As the movers and shakers got a look at models of the new stadium and luxury seats, Baker and Davis made a pitch for the corporate money and volunteers the city would need to put on a Super Bowl.
It wasn’t hard. “We basically preached to the choir,” Davis said.
Others may be skeptical about the financial benefits of a Super Bowl, but they are not. “If this were an economic loser, he and I wouldn’t be on board,” Baker said of himself and Davis.
In late January, Dayton appointed the three to lead the steering committee to work toward bringing the Super Bowl to Minneapolis.
“Richard and I knew nothing about this process the day the governor called,” Baker said.
They’ve since become immersed, especially as the April 1 deadline to submit the bid approaches. Two “big buckets” of work are being done now, Davis said. One is putting together the bid, and the other is lining up support. Carlson Nelson said the bid process comes with 200 pages of guidelines from the NFL.
They’ll get another shot to make a pitch in mid-May, when a Minnesota contingent will travel to New York City to meet with members of the NFL Super Bowl Committee to fine-tune the bid.

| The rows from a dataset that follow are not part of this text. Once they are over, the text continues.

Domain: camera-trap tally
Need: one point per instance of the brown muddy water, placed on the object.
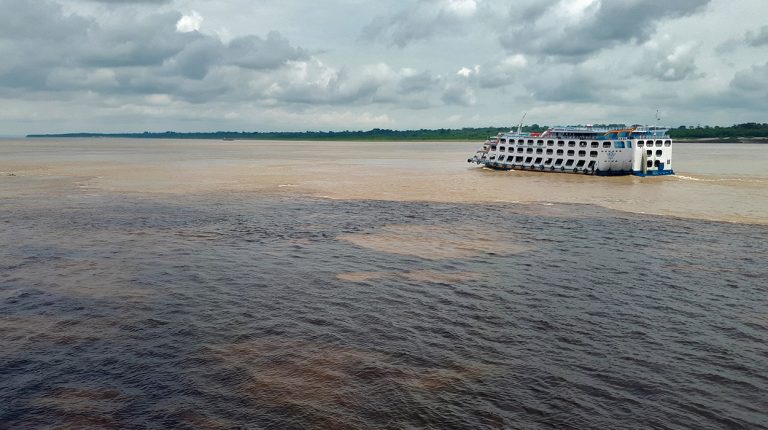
(202, 284)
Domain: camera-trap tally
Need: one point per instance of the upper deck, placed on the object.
(596, 133)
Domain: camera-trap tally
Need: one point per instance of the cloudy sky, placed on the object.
(195, 65)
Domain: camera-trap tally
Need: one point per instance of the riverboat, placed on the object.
(637, 150)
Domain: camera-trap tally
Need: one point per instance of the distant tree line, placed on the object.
(747, 129)
(750, 129)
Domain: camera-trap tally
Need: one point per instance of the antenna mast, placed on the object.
(520, 126)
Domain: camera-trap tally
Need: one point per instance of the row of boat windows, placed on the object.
(571, 152)
(583, 144)
(559, 161)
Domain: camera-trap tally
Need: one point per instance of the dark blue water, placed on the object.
(224, 311)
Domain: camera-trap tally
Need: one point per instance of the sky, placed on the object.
(294, 65)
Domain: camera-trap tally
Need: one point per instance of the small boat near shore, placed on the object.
(636, 150)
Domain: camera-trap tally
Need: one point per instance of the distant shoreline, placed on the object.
(743, 133)
(744, 140)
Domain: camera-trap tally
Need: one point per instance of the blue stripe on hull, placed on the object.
(654, 173)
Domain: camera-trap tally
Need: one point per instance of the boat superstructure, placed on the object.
(636, 150)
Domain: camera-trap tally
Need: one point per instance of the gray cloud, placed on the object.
(757, 38)
(753, 81)
(424, 20)
(125, 53)
(573, 31)
(130, 1)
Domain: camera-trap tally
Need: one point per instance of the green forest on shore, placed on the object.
(735, 133)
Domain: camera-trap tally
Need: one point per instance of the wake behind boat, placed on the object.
(638, 150)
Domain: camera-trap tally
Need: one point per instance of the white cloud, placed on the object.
(189, 23)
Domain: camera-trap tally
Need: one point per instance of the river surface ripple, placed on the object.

“The NFL has stated clearly they want three fantastic bids,” Davis said.
Davis and Baker also must come up with $20 million to $40 million in local sponsorships needed to pay for numerous events, venues and accommodations, including transportation for operations personnel and the public, a media center and facilities, a local NFL headquarters and team hotels, temporary seating and gameday expenses, and host-committee costs for administration and management. Corporations also will need to provide volunteers, he said.
“People want this back,” Baker said of the Super Bowl. “The math is clear — 100,000 people from out of town coming here in February — which would not be our peak season.”

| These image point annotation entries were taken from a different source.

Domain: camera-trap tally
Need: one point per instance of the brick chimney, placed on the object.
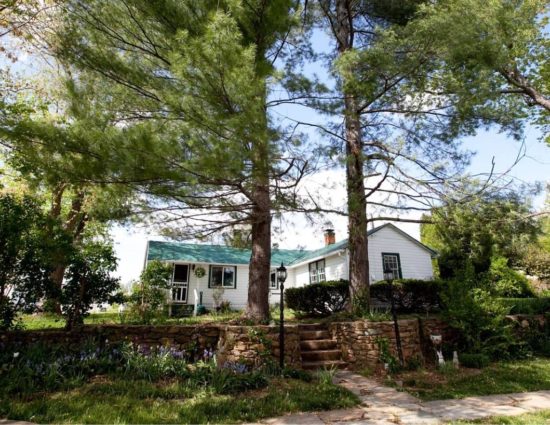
(330, 237)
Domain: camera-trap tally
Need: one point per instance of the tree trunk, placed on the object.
(357, 203)
(74, 224)
(260, 260)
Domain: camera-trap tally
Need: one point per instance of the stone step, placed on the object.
(311, 356)
(319, 334)
(324, 364)
(318, 344)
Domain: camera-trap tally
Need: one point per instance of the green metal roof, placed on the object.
(221, 254)
(213, 254)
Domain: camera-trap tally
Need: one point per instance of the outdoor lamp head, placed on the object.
(281, 273)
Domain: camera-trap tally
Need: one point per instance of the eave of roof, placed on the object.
(221, 254)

Carlson Nelson said one can debate the economic boost of hosting the Super Bowl, but not the value of the publicity that would go with it. “We get exposure we could never pay for,” she said. “It’s a wonderful way to get thought leaders, key opinion leaders and corporate leaders to come to Minnesota.”

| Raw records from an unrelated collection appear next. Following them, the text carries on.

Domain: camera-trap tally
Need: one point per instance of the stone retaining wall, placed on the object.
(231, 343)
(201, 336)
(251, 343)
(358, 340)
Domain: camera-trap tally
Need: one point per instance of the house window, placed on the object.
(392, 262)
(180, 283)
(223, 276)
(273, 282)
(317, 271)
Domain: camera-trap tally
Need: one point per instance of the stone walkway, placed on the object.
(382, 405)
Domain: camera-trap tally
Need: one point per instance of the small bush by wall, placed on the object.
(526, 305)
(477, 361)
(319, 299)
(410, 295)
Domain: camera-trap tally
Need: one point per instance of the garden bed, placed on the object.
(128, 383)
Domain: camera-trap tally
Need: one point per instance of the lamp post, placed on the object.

Playing host to such a major event would stamp the city as “Class A,” she said. “They come to Minnesota and they see what we do here.”
Part of shaping the bid is working with a theme and telling the story of this community. Carlson Nelson’s efforts in that arena for the 1992 bid remain legendary.
She came up with a plan to place solid chocolate mallards in the hotel rooms of each team owner to represent the flavor of the state’s bid — a great game, and wildlife. Unfortunately, many of the duck beaks broke off in transit to Minnesota. She repaired them with egg whites and the help of a hotel chef.
“We wanted to have them think of Minnesota as creative and fun,” she said. At subsequent sessions with the owners, Carlson Nelson became known as the “duck lady.”
This year’s bid doesn’t have a brand — catchphrase, motto or slogan — yet, but it’s already being worked on.
“If we lose, it will not be because we didn’t give it everything,” Davis said.